Le personnage de Violetta Valéry est une sorte de palimpseste. Sous la femme légère atteinte de tuberculose, de Verdi et Piave, on trouve bien sûr Marguerite Gauthier, l’héroïne de La Dame aux camélias. Mais celle-ci fut inspirée à Alexandre Dumas fils par une femme bien réelle, Marie Duplessis. Courtisane devenue comtesse, elle eut une vie brève puisqu’elle mourut à l’âge de 23 ans de tuberculose. Une vie riche en amants plus ou moins célèbres comme Franz Liszt ou Dumas lui-même. Si l’on devait s’arrêter là, il n’y aurait pas grand intérêt à évoquer la première couche de ce mille-feuille de personnages, mais Marie Duplessis qui se cultiva au gré de ses liaisons courtoises, a parlé d’elle avec une pertinence qui rejoint notre actualité faite de la juste dénonciation des méfaits du patriarcat sur la vie, la santé et l’intégrité des femmes. En effet, le modèle-source de La Dame aux camélias et de La Traviata, aurait déclaré à son biographe, Frédéric-Romain Vienne : « Est-ce ma faute, à moi, si j’ai perdu, à l’âge de huit ans, ma mère qui m’aurait élevée dans le devoir ? Est-ce ma faute si j’ai été livrée aux hasards du vagabondage ? Est-ce que mes penchants m’avaient prédisposée au libertinage ? Est-ce que j’avais une volonté? Votre conscience serait-elle d’affirmer que les désordres de ma vie ne sont imputables qu’à moi seule ? Avais-je à douze ans comme à quinze la responsabilité de mes actes ? Si la société me condamne, moi je l’accuse, et j’en ai le droit, de n’avoir pas protégé mon inconscience. » Marie, orpheline au père alcoolique, fut élevée par une tante jusqu’à l’âge de 12 ans, puis placée par le père chez un septuagénaire débauché.
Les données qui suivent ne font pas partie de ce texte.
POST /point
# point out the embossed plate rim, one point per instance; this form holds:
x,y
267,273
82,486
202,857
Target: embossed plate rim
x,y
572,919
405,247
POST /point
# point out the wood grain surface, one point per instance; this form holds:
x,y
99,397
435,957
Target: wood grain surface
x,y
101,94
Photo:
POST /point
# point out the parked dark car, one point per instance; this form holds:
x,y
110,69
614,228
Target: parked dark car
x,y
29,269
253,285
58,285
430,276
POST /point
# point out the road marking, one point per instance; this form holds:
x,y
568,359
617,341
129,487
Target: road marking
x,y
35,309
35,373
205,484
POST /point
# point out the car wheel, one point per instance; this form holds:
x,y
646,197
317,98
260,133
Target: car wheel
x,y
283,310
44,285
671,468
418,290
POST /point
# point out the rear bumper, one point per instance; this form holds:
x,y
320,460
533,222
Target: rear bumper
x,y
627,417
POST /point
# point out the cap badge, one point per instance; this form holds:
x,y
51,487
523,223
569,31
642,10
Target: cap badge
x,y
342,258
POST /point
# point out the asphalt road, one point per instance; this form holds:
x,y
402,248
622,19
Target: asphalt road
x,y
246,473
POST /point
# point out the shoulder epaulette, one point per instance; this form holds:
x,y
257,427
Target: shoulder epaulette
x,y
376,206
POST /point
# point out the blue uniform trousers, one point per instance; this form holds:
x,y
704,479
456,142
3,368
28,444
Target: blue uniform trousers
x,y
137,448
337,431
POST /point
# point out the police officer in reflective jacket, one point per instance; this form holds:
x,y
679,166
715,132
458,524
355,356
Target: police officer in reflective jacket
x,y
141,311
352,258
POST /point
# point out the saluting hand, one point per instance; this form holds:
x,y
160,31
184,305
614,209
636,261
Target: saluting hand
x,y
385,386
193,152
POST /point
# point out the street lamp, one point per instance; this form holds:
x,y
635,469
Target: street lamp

Le droit d’accuser la société patriarcale et son absence de protection des jeunes filles, voilà bien une revendication éminemment féministe. C’est aussi, s’il en fallait une, une bonne raison de remonter La Traviata qui se jouera, effet de pur hasard, à quelques rues d’un palais de justice où se tient le procès de la domination masculine et de la culture du viol. La chose gagne encore en pertinence du fait que la mise en scène sera assurée par une femme, en la personne de la franco-suisse Chloé Lechat, passée par l’École supérieure d’art dramatique du Théâtre national de Strasbourg sous la direction de Stéphane Braunschweig. La dimension sociale voire politique du drame a atteint Chloé Lechat : « L’écrivain [Dumas] a fait de Marie Duplessis ce que la société, avant tout masculine et patriarcale, projetait sur elle. Dans La Traviata, me touche ce qui a dû frapper personnellement Verdi à son époque : l’hypocrisie d’une société tout entière. » La « dévoyée » du titre de l’œuvre devient une image défigurée par le regard dominant. 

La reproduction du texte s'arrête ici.